About 9,000 people including police and government officials have been sacked and 7,500 people detained including top generals accused of masterminding the plot.
The gendermerie's top commander, General Galip Menid, was removed from his post on Tuesday evening after suffering a heart attack.
A number of media outlets had their licences revoked on Tuesday, including several TV channels which had already been taken into administration by the government.
STV, Samanyolu Haber, Samanyolu Haber Radyo, Can Erzincan TV, Kanal 124, Yumurcak TV, Hira TV, MC TV, Dünya TV, Kanal Türk, Bugün TV, Mehtap TV, Berfin FM and Kanal Türk were among those who had their licenses revoked over allegations of involvement in the coup attempt.
"We will pull them (Gulen supporters) out by the roots like a razor blade," he said.
Nevertheless, Yildirim warned Turks against exacting revenge on backers of the attempted putsch, after disturbing pictures emerged of rough treatment meted out to suspects.
"Nobody can have a feeling of revenge.
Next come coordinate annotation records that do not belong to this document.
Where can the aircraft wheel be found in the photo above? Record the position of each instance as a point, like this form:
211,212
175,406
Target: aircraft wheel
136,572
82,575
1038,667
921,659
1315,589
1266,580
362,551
This is unacceptable in a state governed by rule of law," Yildirim said.
Ankara says the reclusive Gulen, who wields enormous influence in Turkey through supporters in various apparatus as well as a private school network, hatched the plot to end Erdogan's 13 years in power.
Gulen, 75, has rejected the allegations, saying Erdogan himself may have staged the putsch, an idea dismissed by the presidency on Tuesday as "nonsensical".
Turkey's Western allies have urged Ankara to abide by the rule of law amid fears about a worsening state of democracy and human rights.
Erdogan's suggestion that the death penalty could be reinstated has also sent shudders through Europe, with the EU warning such a move would be the nail in the coffin of Turkey's already embattled bid to join the bloc.
An Ankara court on Monday charged and put in pre-trial detention 26 former generals over the putsch, including former air force chief General Akin Ozturk, painted by some Turkish media as the mastermind.
But Ozturk has denied he was the coup ringleader.
"I am not the person who planned or led the coup. Who planned it and directed it, I do not know," state-run news agency Anadolu quoted him as saying.
Anadolu published images of a haggard-looking Ozturk, one ear heavily bandaged, and other suspects at the courthouse, their hands tied behind their backs.
A total of 208 people were killed, including 145 civilians, 60 police and three soldiers, along with 104 coup plotters, the government and army says.
The military has often had strained relations with the AKP-led government as the traditional guardians of Turkey's secular system and has carried out coups in the past.
But it said the vast majority of its forces had nothing to do with Friday's plot and that "traitors" will be punished severely for the "humiliation and disgrace" of the Turkish republic.